“Thanks very much for the cheering thought,” I said snappily. Aunt Emmeline helped herself to a sandwich, and blinked with exasperating forbearance.
“Not cheerful, perhaps, but it may be useful! If you’d taken my advice. It’s never too late to mend, Evelyn.”
“Even at twenty-six?”
Aunt Emmeline surveyed me critically. She was taking stock, and considering just how young, how old, how fresh, how damaged those lengthy years had left my physical charms. I looked in a long glass opposite, and took stock at the same time. A smart young woman—oh, very smart indeed, for as Kathie had argued, if you can’t “blow” expense for your only sister’s wedding, when on earth are you going to do it? Light brown hair, “still untouched by grey,” hazel eyes with very long, very finely marked eyebrows (secretly they are the joy of my life!) good features, and a sulky expression. The old Evelyn used to be very good-looking—(she’s dead now, so I can say so, as much as I like)—this new one is good-looking too, in a disagreeable, unattractive kind of way. If you saw her dining at the next table in an hotel you would say, “Rather a fine-looking girl!” And the man with you would reply, “Think so! Too much of a temper for my fancy. Glad she don’t belong to me.” I realised as much as I looked in the glass, and that made me crosser than ever. If I had been alone, able to cry, or storm, or grizzle, or go to bed just as I liked, I could have borne it better; but fancy losing your home, and your occupation, and the only person in all the world you really loved, all in one day, and coming straight from the wreck to have tea with Aunt Emmeline!

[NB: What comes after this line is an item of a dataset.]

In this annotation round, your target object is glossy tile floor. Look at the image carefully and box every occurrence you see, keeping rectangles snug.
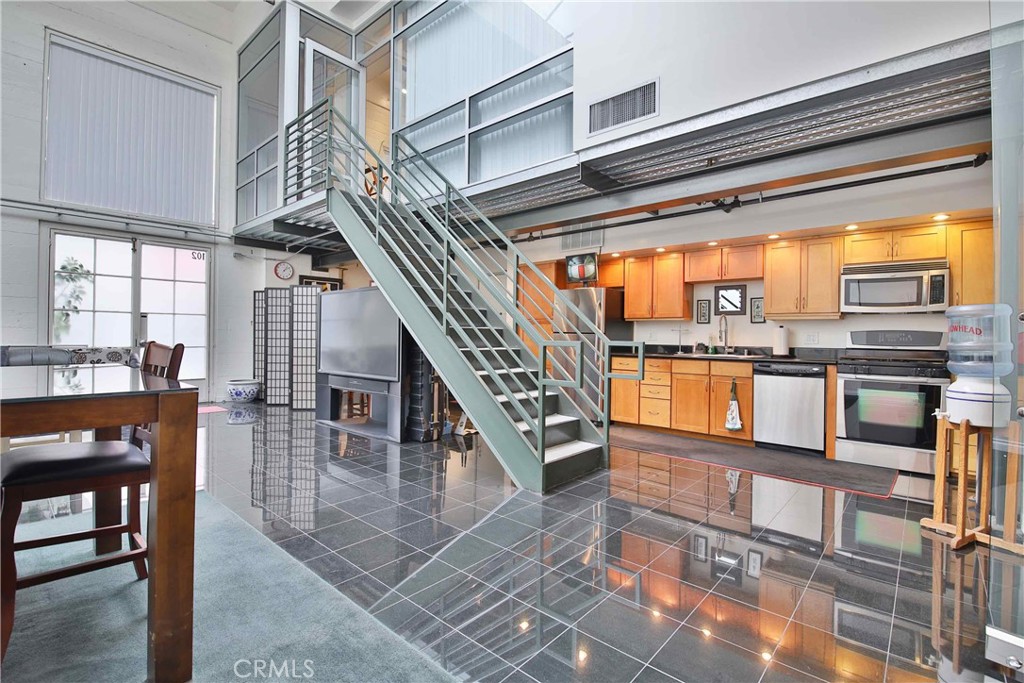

The sandwich was finished before the inspection. A piece of scone followed.
“Of course,” said Aunt Emmeline, “you are not in your first bloom. That we can’t expect. Your colour is a little harder and more fixed” (the figure in the glass gave a spasmodic jerk. The sulky expression was pierced by a gleam of fear. “Fixed!” Good gracious! She might be talking of those old people who have little red lines over their cheek-bones in the place of “bloom”. It’s ridiculous to say I am “fixed”. It is a matter of indifference to me how I look, but I do insist on truth!) “and your air of pride and independence is unbecoming in an unmarried girl. Men like to see a girl sweet, clinging, pliant.”
“What men?”
“All men!”
“Oh! And in my case, for instance, to whom would you suggest I should proceed to cling?”
“That,” said Aunt Emmeline briskly, “is precisely what I wish to discuss.” She lifted the last morsel of scone from the plate, stared at it, and popped it into her mouth. “My dear, has it ever occurred to you to think what you are going to do?”